The latest, final guidance from NICE suggests the group was somewhat swayed by these efforts. It recommended EndoPredict, Oncotype DX, and Prosigna as options for guiding adjuvant chemotherapy decisions for early-stage breast cancer patients with estrogen receptor-positive, HER2-negative tumors that haven't spread to the lymph nodes, if they meet certain criteria.

After reviewing the data, however, NICE still felt there were uncertainties in the economic modeling around the tests' ability to guide pre- and post-test chemotherapy decisions and the effect of adjuvant chemotherapy on distant recurrence. The organization also noted the lack of data comparing tumor profiling tests with validated breast cancer risk assessment tools, such as Predict.

As such, NICE recommended EndoPredict, Prosigna, and OncotypeDx for patients who are at intermediate risk for distant recurrence using a validated tool such as Predict or the Nottingham Prognostic Index, adding that the information from these tests should help patient choose, with their doctors, whether or not to have chemotherapy.
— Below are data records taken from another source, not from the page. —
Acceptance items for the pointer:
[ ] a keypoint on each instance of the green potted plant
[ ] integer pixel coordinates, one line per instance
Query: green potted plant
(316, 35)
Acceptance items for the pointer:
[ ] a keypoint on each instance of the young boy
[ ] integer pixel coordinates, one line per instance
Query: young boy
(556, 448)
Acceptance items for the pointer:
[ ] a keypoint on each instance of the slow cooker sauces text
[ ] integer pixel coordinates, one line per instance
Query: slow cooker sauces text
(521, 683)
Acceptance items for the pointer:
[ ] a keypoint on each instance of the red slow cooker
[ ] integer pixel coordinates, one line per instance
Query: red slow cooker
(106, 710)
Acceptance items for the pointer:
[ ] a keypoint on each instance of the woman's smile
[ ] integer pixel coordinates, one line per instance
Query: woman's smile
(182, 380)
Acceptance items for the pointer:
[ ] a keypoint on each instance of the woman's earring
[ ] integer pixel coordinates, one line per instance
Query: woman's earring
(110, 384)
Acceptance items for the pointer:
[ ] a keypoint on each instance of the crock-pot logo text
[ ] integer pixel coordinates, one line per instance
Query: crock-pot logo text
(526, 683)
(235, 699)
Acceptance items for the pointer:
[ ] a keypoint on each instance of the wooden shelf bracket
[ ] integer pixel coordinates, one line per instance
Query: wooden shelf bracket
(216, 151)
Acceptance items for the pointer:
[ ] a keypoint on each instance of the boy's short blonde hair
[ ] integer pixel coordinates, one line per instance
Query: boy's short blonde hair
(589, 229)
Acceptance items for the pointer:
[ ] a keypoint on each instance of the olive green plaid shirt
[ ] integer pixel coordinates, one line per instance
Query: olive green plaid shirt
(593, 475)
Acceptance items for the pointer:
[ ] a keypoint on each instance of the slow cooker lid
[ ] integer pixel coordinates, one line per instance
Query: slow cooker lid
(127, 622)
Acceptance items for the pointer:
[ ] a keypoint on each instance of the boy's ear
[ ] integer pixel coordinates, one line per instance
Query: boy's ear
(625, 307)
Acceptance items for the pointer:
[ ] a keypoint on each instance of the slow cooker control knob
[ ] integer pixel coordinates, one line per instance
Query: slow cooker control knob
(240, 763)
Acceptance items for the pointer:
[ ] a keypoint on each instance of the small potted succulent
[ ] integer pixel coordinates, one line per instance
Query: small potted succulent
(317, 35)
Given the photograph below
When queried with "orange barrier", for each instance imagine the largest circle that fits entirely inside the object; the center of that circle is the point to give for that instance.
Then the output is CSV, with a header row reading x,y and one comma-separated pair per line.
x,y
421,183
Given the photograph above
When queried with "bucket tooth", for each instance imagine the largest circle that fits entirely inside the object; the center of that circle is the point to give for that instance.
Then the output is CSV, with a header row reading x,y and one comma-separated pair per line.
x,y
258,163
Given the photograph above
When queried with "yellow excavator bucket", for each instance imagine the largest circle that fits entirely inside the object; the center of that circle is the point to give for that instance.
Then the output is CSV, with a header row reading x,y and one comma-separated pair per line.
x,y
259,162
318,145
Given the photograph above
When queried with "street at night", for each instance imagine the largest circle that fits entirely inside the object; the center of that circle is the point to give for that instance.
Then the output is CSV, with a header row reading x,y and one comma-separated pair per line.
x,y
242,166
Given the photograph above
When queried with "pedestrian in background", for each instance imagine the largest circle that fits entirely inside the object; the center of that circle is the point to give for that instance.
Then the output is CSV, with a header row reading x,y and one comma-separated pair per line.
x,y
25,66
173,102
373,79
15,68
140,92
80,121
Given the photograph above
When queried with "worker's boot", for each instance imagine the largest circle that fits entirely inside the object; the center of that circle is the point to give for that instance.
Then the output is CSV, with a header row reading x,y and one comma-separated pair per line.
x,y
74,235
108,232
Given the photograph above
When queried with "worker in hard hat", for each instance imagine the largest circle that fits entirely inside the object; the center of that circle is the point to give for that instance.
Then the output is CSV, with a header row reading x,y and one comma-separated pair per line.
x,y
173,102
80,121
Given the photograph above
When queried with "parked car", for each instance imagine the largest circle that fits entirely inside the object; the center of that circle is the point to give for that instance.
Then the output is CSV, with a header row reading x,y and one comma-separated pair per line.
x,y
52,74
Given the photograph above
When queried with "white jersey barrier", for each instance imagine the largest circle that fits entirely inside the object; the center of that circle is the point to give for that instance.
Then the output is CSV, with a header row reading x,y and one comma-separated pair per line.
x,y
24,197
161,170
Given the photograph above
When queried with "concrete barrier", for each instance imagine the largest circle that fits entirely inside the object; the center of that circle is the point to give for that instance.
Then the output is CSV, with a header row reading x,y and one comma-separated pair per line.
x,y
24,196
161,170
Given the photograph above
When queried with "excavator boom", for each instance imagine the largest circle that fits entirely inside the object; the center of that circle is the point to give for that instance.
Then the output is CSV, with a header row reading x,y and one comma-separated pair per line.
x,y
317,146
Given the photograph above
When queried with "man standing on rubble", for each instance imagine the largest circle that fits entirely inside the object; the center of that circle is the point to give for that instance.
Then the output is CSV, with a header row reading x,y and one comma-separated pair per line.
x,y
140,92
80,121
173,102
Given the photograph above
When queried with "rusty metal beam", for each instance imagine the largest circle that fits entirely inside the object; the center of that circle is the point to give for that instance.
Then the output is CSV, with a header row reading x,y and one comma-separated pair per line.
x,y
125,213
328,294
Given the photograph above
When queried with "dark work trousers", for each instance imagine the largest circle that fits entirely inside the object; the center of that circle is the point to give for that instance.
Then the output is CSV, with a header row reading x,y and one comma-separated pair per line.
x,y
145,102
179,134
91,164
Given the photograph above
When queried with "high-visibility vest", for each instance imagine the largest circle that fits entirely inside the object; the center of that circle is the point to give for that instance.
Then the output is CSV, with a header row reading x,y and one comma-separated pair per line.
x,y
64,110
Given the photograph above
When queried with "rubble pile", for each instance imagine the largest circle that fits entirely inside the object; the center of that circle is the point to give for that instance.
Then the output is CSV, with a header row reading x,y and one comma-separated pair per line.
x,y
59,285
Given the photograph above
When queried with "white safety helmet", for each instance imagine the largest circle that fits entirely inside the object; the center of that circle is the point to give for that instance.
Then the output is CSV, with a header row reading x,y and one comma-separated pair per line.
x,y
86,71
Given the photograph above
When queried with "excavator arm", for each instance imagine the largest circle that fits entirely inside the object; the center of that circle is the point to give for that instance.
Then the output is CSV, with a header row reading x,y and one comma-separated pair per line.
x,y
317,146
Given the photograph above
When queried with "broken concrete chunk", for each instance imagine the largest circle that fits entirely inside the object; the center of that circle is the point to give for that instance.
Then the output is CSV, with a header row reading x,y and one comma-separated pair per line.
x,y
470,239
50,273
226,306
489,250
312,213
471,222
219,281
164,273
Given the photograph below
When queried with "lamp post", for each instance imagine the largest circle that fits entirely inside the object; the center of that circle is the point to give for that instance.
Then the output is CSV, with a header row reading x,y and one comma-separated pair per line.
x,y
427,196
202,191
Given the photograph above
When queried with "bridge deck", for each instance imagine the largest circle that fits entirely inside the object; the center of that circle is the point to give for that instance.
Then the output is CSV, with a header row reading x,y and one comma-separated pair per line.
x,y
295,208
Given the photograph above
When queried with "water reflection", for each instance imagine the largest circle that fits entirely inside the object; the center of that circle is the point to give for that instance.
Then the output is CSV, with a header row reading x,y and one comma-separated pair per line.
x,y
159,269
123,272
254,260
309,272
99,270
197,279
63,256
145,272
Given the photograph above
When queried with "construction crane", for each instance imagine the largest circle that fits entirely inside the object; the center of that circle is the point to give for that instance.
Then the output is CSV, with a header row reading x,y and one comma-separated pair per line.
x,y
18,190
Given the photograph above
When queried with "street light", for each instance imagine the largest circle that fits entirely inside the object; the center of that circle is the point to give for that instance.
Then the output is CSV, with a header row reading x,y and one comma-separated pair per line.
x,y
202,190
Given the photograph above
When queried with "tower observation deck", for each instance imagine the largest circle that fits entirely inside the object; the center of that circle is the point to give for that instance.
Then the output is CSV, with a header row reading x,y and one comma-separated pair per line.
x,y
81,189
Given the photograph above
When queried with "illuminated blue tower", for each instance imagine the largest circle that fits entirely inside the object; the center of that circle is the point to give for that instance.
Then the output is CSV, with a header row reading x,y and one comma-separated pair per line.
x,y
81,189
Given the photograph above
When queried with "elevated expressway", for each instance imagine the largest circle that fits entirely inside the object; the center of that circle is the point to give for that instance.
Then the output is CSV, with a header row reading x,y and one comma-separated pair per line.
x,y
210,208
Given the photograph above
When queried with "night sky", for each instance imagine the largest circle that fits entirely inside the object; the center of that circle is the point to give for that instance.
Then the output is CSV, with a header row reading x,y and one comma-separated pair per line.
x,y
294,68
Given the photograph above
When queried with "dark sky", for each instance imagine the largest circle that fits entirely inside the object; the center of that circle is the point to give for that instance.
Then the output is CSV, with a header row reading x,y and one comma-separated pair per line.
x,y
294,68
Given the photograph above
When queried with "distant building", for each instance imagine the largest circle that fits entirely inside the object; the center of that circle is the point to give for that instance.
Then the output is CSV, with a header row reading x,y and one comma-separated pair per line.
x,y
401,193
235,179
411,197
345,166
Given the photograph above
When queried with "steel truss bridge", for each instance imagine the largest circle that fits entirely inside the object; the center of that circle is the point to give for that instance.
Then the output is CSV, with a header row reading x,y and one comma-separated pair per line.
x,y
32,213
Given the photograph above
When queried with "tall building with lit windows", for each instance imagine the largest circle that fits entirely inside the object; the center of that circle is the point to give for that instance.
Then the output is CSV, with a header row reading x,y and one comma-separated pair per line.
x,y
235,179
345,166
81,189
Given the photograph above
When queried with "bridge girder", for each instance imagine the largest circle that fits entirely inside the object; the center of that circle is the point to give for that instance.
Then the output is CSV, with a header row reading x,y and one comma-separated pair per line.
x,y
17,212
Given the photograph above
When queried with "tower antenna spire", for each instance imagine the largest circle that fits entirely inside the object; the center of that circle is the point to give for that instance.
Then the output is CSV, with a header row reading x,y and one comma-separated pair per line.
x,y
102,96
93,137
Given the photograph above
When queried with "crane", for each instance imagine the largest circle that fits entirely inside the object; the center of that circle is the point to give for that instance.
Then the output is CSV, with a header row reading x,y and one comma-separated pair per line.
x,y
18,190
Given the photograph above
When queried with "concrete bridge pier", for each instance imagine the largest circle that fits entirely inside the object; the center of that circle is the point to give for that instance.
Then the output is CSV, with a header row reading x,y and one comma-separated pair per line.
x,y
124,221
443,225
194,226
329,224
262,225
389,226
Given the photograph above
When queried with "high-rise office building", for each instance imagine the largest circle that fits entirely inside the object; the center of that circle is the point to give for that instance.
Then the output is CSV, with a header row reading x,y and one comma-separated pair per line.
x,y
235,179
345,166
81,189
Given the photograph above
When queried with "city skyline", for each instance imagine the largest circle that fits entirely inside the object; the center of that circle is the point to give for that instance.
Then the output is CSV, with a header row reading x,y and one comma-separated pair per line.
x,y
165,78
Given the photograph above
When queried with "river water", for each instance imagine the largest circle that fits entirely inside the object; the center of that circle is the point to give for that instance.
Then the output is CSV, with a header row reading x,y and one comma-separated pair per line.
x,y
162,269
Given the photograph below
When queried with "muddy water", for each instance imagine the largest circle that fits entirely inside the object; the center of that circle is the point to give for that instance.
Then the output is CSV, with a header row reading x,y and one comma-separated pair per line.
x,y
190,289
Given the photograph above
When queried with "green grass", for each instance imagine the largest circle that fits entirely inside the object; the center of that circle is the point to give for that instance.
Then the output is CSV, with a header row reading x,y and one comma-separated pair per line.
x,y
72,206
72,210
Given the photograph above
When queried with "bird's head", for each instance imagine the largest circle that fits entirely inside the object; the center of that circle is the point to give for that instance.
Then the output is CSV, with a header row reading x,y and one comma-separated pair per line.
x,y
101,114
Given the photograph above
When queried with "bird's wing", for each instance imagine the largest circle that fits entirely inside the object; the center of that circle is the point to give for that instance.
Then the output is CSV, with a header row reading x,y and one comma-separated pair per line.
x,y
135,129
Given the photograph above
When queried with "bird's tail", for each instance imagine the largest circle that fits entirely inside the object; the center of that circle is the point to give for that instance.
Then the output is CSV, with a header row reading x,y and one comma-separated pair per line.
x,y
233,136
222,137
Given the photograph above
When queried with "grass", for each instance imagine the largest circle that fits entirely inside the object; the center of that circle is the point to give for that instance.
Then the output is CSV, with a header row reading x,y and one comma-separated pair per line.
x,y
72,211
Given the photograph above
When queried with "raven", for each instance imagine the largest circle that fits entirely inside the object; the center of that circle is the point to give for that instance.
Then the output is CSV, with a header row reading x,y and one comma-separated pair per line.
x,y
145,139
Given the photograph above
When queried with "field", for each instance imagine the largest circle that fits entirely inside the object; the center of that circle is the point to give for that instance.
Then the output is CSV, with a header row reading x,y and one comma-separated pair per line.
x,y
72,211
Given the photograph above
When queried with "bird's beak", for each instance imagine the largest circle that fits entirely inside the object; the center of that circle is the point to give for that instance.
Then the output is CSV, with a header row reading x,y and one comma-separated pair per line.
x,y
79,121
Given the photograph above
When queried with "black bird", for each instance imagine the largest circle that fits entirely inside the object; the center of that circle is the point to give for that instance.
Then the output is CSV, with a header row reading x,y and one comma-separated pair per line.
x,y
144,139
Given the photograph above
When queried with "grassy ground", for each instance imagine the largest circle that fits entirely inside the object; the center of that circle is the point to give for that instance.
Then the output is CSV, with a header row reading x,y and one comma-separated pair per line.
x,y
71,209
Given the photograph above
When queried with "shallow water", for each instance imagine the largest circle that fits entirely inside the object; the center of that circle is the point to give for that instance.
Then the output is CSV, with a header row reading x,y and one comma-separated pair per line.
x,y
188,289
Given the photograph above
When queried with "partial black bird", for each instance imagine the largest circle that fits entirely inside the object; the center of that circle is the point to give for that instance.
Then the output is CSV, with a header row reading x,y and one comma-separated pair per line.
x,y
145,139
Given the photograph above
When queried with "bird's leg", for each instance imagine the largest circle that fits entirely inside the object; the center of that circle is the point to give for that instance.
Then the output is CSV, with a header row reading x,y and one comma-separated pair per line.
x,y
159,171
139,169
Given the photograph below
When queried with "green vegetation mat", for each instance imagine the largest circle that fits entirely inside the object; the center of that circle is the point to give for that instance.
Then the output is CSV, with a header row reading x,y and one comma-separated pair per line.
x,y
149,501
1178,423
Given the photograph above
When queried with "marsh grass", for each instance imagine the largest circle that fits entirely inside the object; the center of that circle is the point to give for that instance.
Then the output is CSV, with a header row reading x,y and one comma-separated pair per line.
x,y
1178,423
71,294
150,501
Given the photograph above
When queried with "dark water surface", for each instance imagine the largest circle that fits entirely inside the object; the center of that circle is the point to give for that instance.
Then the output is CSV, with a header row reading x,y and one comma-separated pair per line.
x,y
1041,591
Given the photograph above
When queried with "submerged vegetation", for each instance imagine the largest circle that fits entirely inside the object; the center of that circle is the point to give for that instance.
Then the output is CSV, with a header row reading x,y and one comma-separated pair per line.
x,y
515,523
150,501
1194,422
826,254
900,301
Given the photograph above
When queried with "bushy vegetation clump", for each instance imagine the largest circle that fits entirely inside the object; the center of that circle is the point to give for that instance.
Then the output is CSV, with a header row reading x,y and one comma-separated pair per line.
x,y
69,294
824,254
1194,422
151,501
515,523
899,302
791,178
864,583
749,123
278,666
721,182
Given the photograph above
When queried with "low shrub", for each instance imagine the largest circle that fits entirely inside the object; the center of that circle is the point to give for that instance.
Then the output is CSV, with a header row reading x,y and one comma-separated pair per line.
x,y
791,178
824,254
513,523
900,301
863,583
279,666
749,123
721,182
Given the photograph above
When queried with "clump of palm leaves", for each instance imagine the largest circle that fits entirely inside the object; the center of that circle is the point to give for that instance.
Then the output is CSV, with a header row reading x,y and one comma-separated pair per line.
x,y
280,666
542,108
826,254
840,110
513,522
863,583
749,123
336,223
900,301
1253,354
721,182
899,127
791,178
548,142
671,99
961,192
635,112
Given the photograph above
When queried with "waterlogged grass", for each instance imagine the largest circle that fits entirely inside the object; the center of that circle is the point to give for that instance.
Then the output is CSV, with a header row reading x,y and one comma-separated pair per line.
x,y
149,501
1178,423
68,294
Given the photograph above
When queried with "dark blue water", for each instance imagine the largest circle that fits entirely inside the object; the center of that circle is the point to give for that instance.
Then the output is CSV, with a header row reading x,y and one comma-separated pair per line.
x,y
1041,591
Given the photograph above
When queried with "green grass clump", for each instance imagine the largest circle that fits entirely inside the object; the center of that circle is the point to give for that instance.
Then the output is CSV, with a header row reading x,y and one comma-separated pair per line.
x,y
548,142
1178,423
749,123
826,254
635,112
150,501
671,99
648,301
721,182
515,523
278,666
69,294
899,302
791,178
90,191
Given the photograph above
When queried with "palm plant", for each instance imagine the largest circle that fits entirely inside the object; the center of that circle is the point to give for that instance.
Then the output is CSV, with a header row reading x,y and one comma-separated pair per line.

"The companies provide the tests to the NHS with the discounts agreed in the access proposals," NICE noted. Additionally, NICE has asked clinicians and companies to make "timely, complete, and linkable record-level test data available to the National Cancer Registration and Analysis Service."

Meanwhile, NICE did not recommend Agendia's MammaPrint for guiding adjuvant chemotherapy decisions for people with ER-positive, HER2‑negative, and lymph node-negative early breast cancer, deciding it is not cost effective. Also, NICE did not recommend IHC4+C for this purpose "because the analytical validity of the test is uncertain."